A closer look into the shape of the CH
_{3} distribution functions reveals that they actually decay slower than Gaussians (
Figure A6). Separating the distribution into contributions from
sn1 and
sn2-chains, from inner and outer leaflet (
Figure 5) leads to further insight. In particular, one can see that the deviation from a bell-shaped function is connected to the shape of the distributions of the individual chains, which are slightly asymmetric with a tailing to the back towards their headgroups. This tailing is equally present for DPPC and thus not a consequence of chain asymmetry. However, while for DPPC all methyl groups clearly have the peaks of their distributions in their own leaflet, the distributions of the shorter chains from inner and outer leaflets are well separated for MSPC, PMPC and SMPC, while the long chains overlap much more. In the case of MSPC and PMPC, the long chain distribution functions from opposing leaflets almost perfectly overlap in the center of the lipid bilayer and only deviate in the tailing toward the headgroup region. This suggests that there is a balance between hydrocarbon interdigitation and back-bending in the center of the membrane, while contributions from backward bent chains dominate over interdigitated hydrocarbons when moving closer to the glycerol backbone. This asymmetric part accounts for 8% of the total area of the distribution (
Figure A6). This can be alternatively visualized by plotting the fraction of lipids with their methyl termini located above a certain distance from the center of the bilayer (
Figure A7). In the case of SMPC, the long chains penetrate deeper, with the maxima of their distributions in the opposing leaflet.
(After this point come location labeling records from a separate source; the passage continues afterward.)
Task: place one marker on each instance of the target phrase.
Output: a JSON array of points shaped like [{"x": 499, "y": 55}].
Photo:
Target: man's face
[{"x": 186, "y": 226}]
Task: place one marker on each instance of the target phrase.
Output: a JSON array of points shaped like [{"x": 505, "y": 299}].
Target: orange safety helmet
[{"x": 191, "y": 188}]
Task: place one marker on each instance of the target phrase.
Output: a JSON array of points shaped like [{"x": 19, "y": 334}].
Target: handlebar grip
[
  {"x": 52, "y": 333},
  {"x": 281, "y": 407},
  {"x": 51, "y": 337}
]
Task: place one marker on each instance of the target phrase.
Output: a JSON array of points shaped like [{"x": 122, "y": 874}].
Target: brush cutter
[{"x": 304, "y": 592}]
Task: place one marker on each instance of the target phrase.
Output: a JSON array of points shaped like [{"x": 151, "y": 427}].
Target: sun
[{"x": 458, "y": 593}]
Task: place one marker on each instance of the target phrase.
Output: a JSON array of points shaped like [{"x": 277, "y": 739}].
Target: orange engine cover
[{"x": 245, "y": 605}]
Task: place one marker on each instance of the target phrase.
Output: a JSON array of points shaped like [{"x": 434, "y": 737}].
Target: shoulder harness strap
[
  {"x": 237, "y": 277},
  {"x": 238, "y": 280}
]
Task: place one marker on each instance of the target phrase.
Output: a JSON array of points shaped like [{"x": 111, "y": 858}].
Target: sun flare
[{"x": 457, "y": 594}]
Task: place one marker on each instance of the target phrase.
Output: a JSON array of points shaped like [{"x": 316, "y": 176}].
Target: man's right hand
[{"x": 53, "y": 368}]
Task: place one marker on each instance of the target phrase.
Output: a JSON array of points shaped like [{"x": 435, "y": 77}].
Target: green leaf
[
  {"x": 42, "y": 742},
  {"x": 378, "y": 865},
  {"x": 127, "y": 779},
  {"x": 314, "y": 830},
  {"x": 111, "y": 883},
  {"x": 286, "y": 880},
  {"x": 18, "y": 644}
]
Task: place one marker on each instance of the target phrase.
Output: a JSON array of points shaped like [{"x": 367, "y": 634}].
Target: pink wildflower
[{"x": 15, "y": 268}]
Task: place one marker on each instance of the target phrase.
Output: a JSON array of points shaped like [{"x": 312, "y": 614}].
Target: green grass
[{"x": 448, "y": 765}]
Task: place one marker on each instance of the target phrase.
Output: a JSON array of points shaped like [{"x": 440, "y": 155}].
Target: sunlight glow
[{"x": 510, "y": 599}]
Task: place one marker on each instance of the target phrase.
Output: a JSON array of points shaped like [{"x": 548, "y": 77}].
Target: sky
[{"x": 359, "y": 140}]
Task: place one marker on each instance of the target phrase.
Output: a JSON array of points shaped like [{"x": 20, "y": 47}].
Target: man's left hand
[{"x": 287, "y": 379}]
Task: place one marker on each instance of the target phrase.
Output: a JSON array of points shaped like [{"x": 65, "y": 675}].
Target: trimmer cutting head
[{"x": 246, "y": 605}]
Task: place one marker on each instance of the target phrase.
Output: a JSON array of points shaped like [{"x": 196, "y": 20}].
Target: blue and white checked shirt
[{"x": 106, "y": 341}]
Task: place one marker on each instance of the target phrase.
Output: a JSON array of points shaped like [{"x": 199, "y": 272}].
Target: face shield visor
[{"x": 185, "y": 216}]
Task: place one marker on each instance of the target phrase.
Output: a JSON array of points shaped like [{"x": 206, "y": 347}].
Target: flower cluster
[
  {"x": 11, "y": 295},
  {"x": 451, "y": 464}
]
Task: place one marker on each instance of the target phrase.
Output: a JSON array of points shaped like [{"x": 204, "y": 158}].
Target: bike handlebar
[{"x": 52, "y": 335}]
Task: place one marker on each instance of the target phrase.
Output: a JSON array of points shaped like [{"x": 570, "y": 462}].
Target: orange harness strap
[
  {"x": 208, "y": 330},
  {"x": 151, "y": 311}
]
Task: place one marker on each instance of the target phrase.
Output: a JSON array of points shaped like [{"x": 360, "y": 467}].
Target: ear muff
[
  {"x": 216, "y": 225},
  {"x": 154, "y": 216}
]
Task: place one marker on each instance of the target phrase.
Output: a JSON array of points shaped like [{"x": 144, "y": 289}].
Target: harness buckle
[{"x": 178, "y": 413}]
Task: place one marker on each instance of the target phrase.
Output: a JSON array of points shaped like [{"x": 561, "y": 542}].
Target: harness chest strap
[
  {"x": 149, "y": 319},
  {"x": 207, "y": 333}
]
An interesting consequence of the prevalence of contributions from back-bent hydrocarbons further away from the bilayer center becomes clear considering that packing defects typically have larger effects on the lateral pressure profile, if they occur closer to the glycerol backbone [
35]. That is, even if we do find similar lipid areas for DPPC, SMPC, MSPC, and PMPC, their stored elastic energies may differ significantly and will be dominated by the back-bent hydrocarbons, not by the interdigitating ones.
Another effect of the hydrocarbon chain mismatch can be seen in the orientational order parameter
${S}_{CH}$ of the hydrocarbons, which was also derived from MD simulations (
Figure 6). This dimensionless number represents the average orientation of the respective C–H bonds relative to the bilayer normal [
36] and approaches 1 for perfectly ordered chains. Hydrocarbons are labelled by the number
${n}_{C}$, starting with 1 at the ester bond. In the case of chain-symmetric lipids, the strength of the attractive van der Waals interactions between the hydrocarbon chains increases with chain length, leading to a higher ordered state, as can be seen in the example of DMPC (14 carbons/chain) and DPPC (16 carbons/chain). If there is a chain length mismatch, however, the longer chain lacks its direct neighbor at its tip, decreasing its order. In fact, order parameters of the longer chains in MSPC, SMPC and PMPC are close to the ones of DMPC for low
${n}_{C}$ and well below those of DPPC. Again, we see a difference between MSPC and SMPC: due to the glycerol-tilt, the 18:0 chain in MSPC has a lower effective length difference to its 14:0 chain and is therefore more ordered than in SMPC. On the other hand, the behavior of the short myristoyl-chain is almost identical for all lipids, as they all have a long neighboring chain to optimize van der Waals’ interactions. Solely the
sn1-chain in DMPC, again being longer than its
sn2 due to the glycerol-tilt, has slightly lower order parameters.